Non è a caso che sulle immagini si sono costruiti tutti i significati del soprannaturale, anche gli Dei. E, per concludere, anche lo specchio dà con una immagine il riconoscimento di se stessi.

L’opera, più corposa, è “l’Oceano”: un grande disco basculante di m. 1,80 di diametro, inserito in una circonferenza. Il disco è di acciaio rivestito di resina sulle due facce, la circonferenza è di ferro con uno spessore di10 centimetri circa. L’oceano può variare il suo assetto, per esempio può ondeggiare. Ho fatto due Oceani grandi: quello che sta alla Galleria Comunale di Roma ha un movimento libero, mentre questo lo apri come vuoi e il o fermi a terra. Ho molto lavorato con l’acqua vera, con le cose liquide, con tutto quello che sembra un po’ fermo. In realtà a me piace tanto l’ambivalenza continua di questa cosa che scorre, che non ha forma ma poi assume la forma di dove sta, che può essere ferocemente distruttiva però anche salvifica, che è la vita e la morte. Penso che tutte le cose hanno un dritto e un rovescio,un bene e un male, una serie infinita di risoluzioni e di situazioni da cui poi siamo noi a dover tirare fuori quello che vogliamo. Per me l’acqua è tutto questo. E poi io sono femmina e ho i miei fluidi, i miei liquidi.
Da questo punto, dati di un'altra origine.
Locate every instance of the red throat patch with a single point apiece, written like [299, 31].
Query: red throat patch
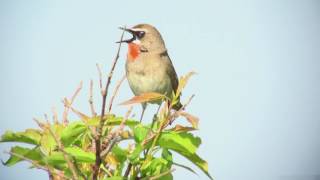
[133, 51]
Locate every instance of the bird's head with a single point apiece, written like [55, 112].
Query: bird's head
[145, 39]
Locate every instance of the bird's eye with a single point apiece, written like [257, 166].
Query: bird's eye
[140, 34]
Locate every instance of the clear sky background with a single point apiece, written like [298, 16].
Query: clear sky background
[257, 88]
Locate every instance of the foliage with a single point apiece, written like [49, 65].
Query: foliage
[110, 146]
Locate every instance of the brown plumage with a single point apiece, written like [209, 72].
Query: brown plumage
[148, 66]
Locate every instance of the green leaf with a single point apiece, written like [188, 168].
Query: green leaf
[180, 142]
[185, 167]
[71, 133]
[114, 178]
[32, 154]
[81, 155]
[155, 167]
[185, 144]
[30, 136]
[55, 158]
[120, 154]
[140, 132]
[195, 159]
[112, 121]
[47, 143]
[167, 155]
[134, 156]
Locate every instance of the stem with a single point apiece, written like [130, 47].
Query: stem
[99, 129]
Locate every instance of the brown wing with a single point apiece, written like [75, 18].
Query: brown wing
[171, 71]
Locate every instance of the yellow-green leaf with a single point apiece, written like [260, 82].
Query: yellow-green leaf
[30, 136]
[145, 97]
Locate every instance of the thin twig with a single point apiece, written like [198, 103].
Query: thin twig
[55, 115]
[115, 92]
[66, 108]
[81, 115]
[161, 174]
[114, 135]
[126, 174]
[176, 113]
[104, 98]
[93, 112]
[100, 78]
[65, 154]
[34, 163]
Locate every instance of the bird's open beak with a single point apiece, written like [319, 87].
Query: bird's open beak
[127, 40]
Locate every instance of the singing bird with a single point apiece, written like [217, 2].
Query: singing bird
[148, 65]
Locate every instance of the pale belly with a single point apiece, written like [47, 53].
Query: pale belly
[153, 82]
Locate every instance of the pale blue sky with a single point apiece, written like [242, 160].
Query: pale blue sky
[257, 88]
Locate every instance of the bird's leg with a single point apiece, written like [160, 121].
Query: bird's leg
[144, 106]
[155, 116]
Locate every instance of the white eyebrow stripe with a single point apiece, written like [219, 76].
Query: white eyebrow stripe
[139, 29]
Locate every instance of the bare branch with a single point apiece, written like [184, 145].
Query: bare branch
[100, 79]
[104, 98]
[177, 113]
[37, 165]
[114, 135]
[55, 115]
[66, 108]
[72, 166]
[81, 115]
[93, 112]
[115, 92]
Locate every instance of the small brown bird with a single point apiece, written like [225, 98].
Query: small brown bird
[148, 65]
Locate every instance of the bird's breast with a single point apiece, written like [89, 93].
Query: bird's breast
[133, 51]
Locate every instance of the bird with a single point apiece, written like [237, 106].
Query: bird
[148, 65]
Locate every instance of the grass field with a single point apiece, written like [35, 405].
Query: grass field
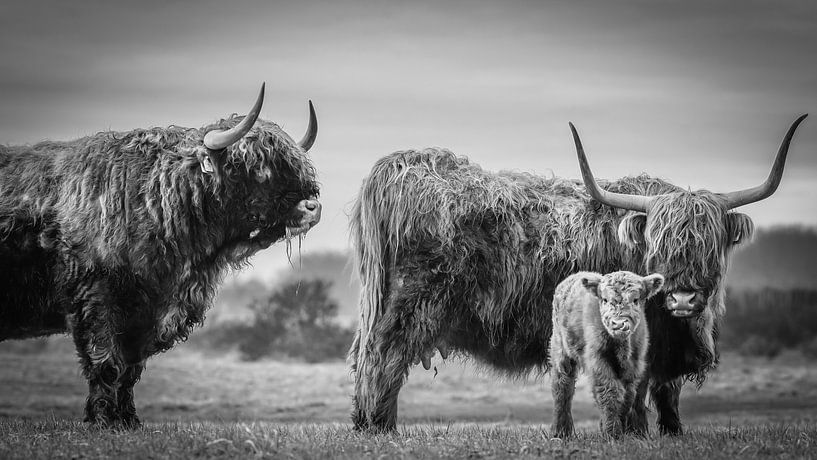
[200, 406]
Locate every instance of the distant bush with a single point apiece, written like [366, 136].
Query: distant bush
[296, 320]
[809, 348]
[764, 322]
[25, 347]
[756, 345]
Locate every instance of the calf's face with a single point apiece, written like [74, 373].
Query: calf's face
[622, 296]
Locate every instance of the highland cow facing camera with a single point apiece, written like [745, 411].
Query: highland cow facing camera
[599, 325]
[452, 257]
[121, 238]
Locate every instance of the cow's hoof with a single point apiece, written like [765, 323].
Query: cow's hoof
[671, 430]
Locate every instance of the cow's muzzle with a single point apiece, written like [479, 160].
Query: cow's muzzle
[683, 304]
[310, 214]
Vorrei dire ancora una cosa,che forse è perfida ma forse no. In questo periodo hanno fatto tante mostre, belle e brutte, e c’erano sempre tanti maschi e una femmina, e poi ancora tanti maschi e una femmina e così via. Ma santo cielo, siano lontani dagli anni Sessanta, come mai ancora succede questo? Onestamente io non credo che sia cattiveria o malanimo nei confronti delle artiste, credo piuttosto che sia per ignoranza. Non avendo approfondito questo concetto del soggetto doppio, del fatto che l’arte ha due momenti relazionali, l’uno di riconoscere se stesso, il proprio, e l’altro di riconoscere il diverso, l’altro da sé, ora i maschi hanno una gran paura di saper riconoscere soltanto se stessi senza poter andare verso il riconoscimento dell’altro.
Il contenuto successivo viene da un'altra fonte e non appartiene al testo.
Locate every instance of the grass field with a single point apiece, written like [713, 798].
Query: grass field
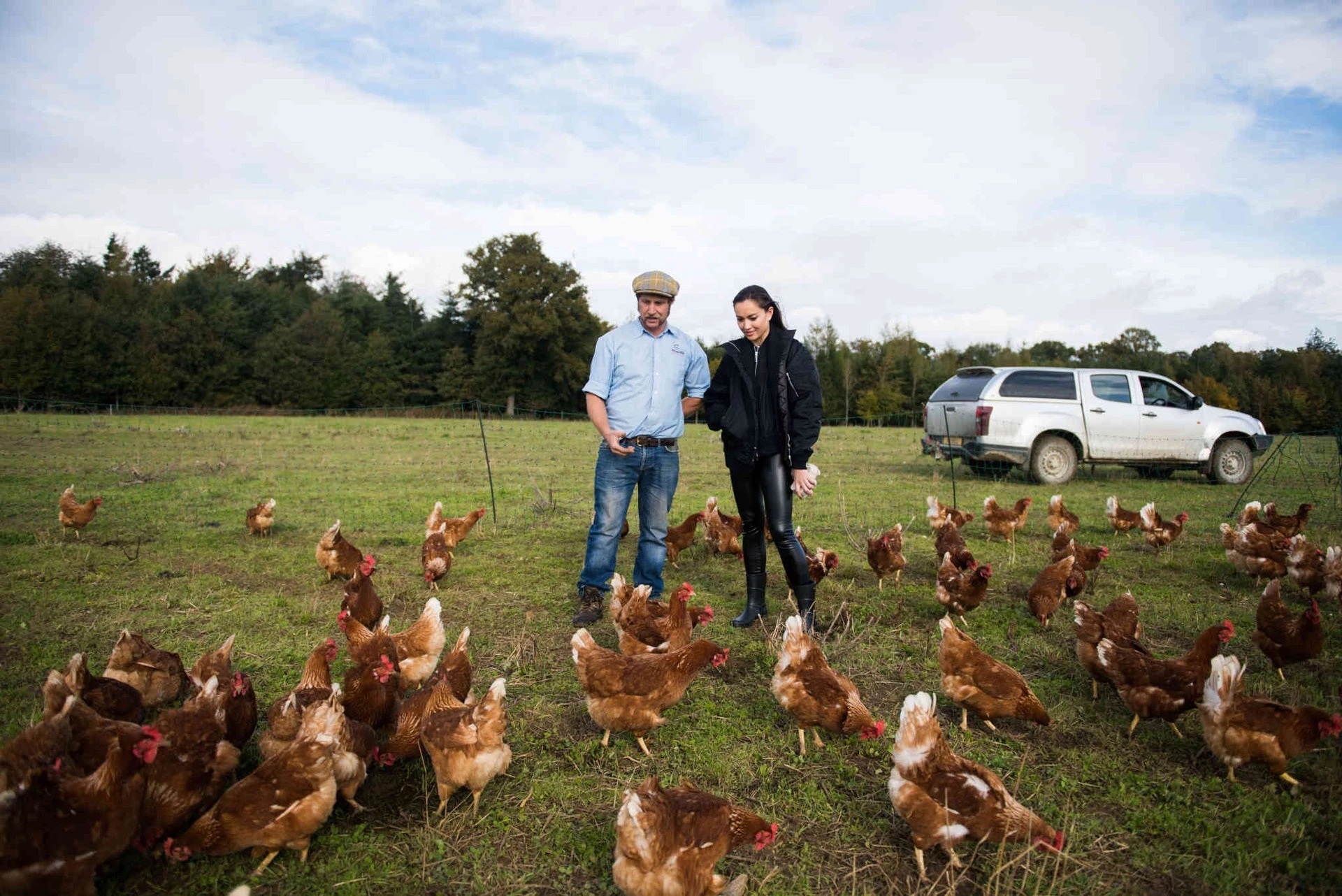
[168, 556]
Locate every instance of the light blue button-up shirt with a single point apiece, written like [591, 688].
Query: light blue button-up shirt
[642, 379]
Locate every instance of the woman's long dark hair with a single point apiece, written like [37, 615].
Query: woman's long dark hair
[761, 297]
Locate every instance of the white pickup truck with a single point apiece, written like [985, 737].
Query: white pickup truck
[1051, 419]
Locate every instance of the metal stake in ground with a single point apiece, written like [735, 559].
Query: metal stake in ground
[494, 509]
[955, 500]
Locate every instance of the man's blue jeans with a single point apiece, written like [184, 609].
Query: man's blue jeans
[655, 471]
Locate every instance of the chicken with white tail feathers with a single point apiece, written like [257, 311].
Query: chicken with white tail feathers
[946, 798]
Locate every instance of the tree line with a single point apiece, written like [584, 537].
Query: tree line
[517, 329]
[227, 334]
Spesso in Italia nelle mostre ospitate dai Musei si espongono tutti artisti maschi e una donna di vecchia fama che appartiene a una generazione parecchio precedente la generazione degli artisti maschi presenti. Anche se è un’ottima artista, di fatto fa l’ostaggio. Così si fanno due danni: il primo è di omettere tutte le artiste contemporanee che avrebbero il diritto di starci, il secondo danno è di decontestualizzare un’artista mettendola in un contesto che non è il suo. Sembrano ignorare che esistono due soggetti nel mondo con due sguardi diversi, e la ricchezza viene proprio dal confronto. Invece si tengono stretti a un pensiero autarchico che finirebbe per portarli alla distruzione, e gliela augurerei pure se non fosse che sono concittadina loro e toccherebbe anche a me. La continua esclusione delle donne per cui se non sei arrivata a ottanta anni non ti fanno partecipare a una collettiva è in Italia che raggiunge questi livelli, negli altri paesi è molto meno isterica. Qui domina la paura di riconoscere che nello specchio non ci sei solo tu ma c’è anche un altrochè ti guarda: è questuala paura.